NatGeo, SciAm educate us about black holes and multiple universes in heavily illustrated articles: the afterlife could be real even for agnostics

The March 2014 print issue of National Geographic is important to mention for a detailed article by Michael Finkel, impressive art work by Mark A. Garlick, “The Truth About Black Holes: Star Eater”. 

Albert Einstein had, at one time, thought that something like a black hole would not exist.
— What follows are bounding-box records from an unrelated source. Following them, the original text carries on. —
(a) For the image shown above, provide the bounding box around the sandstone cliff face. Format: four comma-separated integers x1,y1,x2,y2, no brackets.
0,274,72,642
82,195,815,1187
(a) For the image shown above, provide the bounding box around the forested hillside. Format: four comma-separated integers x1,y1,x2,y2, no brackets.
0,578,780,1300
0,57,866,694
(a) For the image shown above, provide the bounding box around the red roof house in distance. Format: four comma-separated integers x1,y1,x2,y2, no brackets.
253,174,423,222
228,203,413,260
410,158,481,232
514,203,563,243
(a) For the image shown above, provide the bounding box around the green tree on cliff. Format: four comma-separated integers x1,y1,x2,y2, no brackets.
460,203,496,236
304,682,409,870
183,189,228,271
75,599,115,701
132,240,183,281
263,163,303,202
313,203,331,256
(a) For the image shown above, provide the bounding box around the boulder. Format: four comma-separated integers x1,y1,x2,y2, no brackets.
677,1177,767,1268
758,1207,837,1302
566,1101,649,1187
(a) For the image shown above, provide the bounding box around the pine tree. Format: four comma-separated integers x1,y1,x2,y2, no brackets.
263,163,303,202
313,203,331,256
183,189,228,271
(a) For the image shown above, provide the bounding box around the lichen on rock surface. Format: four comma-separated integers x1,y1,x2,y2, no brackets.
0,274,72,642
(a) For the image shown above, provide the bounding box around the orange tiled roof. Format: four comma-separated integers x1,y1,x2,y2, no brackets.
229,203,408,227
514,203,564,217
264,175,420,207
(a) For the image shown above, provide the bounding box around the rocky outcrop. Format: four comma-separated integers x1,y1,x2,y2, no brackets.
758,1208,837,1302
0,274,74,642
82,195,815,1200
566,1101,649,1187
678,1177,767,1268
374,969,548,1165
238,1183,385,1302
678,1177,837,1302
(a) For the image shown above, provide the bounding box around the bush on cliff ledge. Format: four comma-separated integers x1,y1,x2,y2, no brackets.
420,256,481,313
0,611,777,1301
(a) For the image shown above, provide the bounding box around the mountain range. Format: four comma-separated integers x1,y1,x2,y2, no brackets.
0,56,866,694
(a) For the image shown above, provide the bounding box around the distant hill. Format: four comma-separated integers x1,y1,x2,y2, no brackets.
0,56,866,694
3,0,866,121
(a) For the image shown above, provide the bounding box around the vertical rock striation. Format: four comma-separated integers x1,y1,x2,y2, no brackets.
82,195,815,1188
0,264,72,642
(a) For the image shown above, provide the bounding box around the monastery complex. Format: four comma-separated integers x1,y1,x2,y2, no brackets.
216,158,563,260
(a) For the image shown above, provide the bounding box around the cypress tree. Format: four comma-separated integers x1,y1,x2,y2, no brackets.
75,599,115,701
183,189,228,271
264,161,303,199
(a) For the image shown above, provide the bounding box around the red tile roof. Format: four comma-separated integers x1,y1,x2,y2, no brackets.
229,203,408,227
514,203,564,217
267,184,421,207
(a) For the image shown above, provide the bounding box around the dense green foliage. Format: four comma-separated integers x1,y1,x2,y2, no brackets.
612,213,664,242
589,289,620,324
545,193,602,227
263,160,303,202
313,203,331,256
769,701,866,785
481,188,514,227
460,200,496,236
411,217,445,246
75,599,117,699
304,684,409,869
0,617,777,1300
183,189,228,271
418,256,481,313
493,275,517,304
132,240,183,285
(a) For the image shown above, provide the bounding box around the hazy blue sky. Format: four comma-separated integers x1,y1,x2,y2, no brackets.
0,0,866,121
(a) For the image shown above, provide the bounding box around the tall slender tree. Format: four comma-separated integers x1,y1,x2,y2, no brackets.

Now, we know that our galaxy and probably most or all galaxies have large black holes in the center, areas where gravity is so strong that light cannot escape. 

At the center of the sphere there is a mathematical point of infinite density called “the singularity”.  It is possible that sometimes singularities “explode” with a big-bang to create a new universe.  Could this happen at the center of the Milky Way and obliterate our existence?  Conceivably it has happened in the Universe a few times.  It seems to be rare, and an act of intentional creation.
The article imagines what happens as one goes into a black hole.  Nothing, because time stops.  But one microinstant later you are “spaghettified”.  But the stoppage of time raises an intriguing idea: at death, maybe our sense of time stops, and we remain conscious of our last moments (which could be horrible for some people) or of our entire lives, with every day easily retrievable. 

Back in February 2012, Michael Mayer had authored a piece in Scientific American, “The Quantum Universe: Is Space Digital?”  He had proposed that information associated with consciousness (and free will, capable of moral accountability) gets transferred on “light sheets” to black hole surfaces.  There could be an issue of how long it takes that sheet to reach the center of a galaxy (at “c” as the limit).  But there’s also a problem in that the larger the black hole sphere, the less adequate the surface would he in holding all possible information, relative to the volume.  (That’s pretty easy to prove with calculus.)  Also, because of Hawking radiation, black holes can “evaporate” or sublime (like snow in the sun when the air temperature is below freezing) so stored consciousness could be lost.  Maybe this supports the need for reincarnation.  Or maybe absolutely eternal life is still relative.  Maybe the Mormon idea that we advance toward becoming “gods” through eternal marriage could even make some sense, cosmologically.